The curse of the pan-and-scan strikes again

It looks as if the film's producers Arca-Winston wanted to get onto the Wallace bandwagon, but couldn't find an actual Wallace property not already taken by Rialto or CCC and thus settled on something in the same style by Louis Wiener Wilton, before setting about recruiting as many of the Rialto team as they could, including director Harald Reinl, his actress wife Karin Dor and, of course, perpetual Scotland Yard man Joachim Fuchsberger.

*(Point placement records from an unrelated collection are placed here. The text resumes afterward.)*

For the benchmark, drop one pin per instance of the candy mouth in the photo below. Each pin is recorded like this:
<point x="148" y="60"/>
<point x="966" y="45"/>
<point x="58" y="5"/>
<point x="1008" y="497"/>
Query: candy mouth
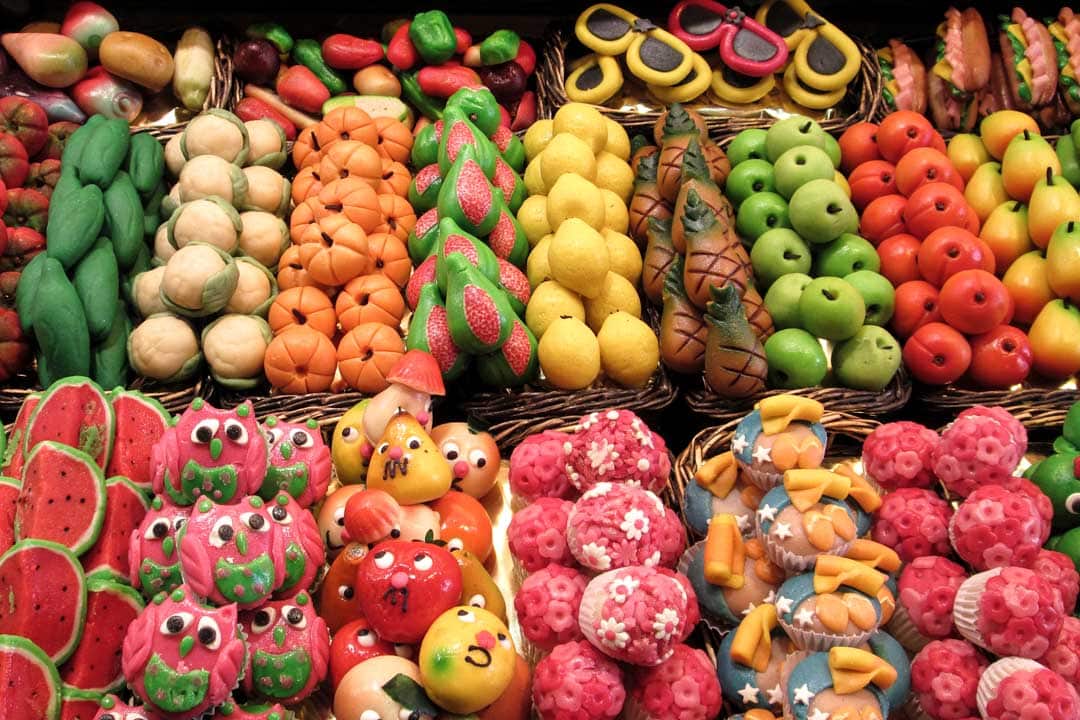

Behind the Wallace-esque pseudonym of Albert Tanner hides frequent krimi screenwriter Trygve Larsen, also known as Egon Eis. Intriguingly Eis had actually scripted a 1931 adaptation of Wallace’s The Squeaker before returning to the author 30 years later with The Fellowship of the Frog, The Red Circle and others for Rialto as Larsen.

Though they didn't get Eddi Arent for the comic relief role English-born Chris Howland makes an agreeable substitute, while the one-two-three of Horst Frank, Dieter Eppler and Werner Peters more than compensates for Klaus Kinski's absence.

The lack of a Siegfried Schurenberg style Sir John figure can be explained away by what is arguably the film's key departure from formula: the relegation of Scotland Yard to a subsidiary role, with Conway intriguingly presented as a Mabuse-like figure in a way that serves to highlight his affinities with the criminal mastermind behind the white spider murders and which seems intended to make you wonder just how far the murderous web might actually stretch.




The mise-en-scene positions us with Fuchsberger and Dor, lessening the sense of ambiguity

Unfortunately it's a conceit that doesn't quite come off, for the simple reason that we're likely to immediately reason that Fuchsberger's Hubbard is in actuality Conway and very definitely one of the good guys. Putting it another way, the filmmakers' willingness to experiment and to alienate their audience doesn't go that far – or far enough for their (white spider's) strategem to work.

Instead, the vague pretence that Fuchsberger is a bad guy overcomplicates and overextends the narrative while lessening our point of enagagement with it, especially since we're already working through something similar in relation to Dor's character.

It works better in her case because of the basic ground rules of this universe: an upstanding Scotland Yard man can always be trusted, whereas a woman may be an ingenue in peril, a treacherous spider woman, a combination of the two or even something else.

Far better, one thus suspects, had Reinl presented Conway and his nemesis to us as two sides of the same coin but let us know the former face of it from the outset – an approach, moreover, that would have been more consistent with his hero Lang if we think of Spione and the Weimer era Mabuse films.

Everything else – Peter Thomas's crime-jazz score; Frank's menacing professional killer with his unsettling preference for referring to himself in the third person; the talismanic, mythical qualities afforded Soho and Dartmoor; the anachronistic neo-expressionist German backlot vision of London; the surveillance technology etc. – is in perfect accord with the krimi formula, such that you would probably attribute the film to Wallace senior and Rialto if you missed the opening credits and ignored the absence of the ende joke.

Though compromised by a panned and scanned, badly dubbed VHS-rip with choppy sound, this ersatz Wallace is worth a look for the krimi completist. Others, however, would be better served by the real thing.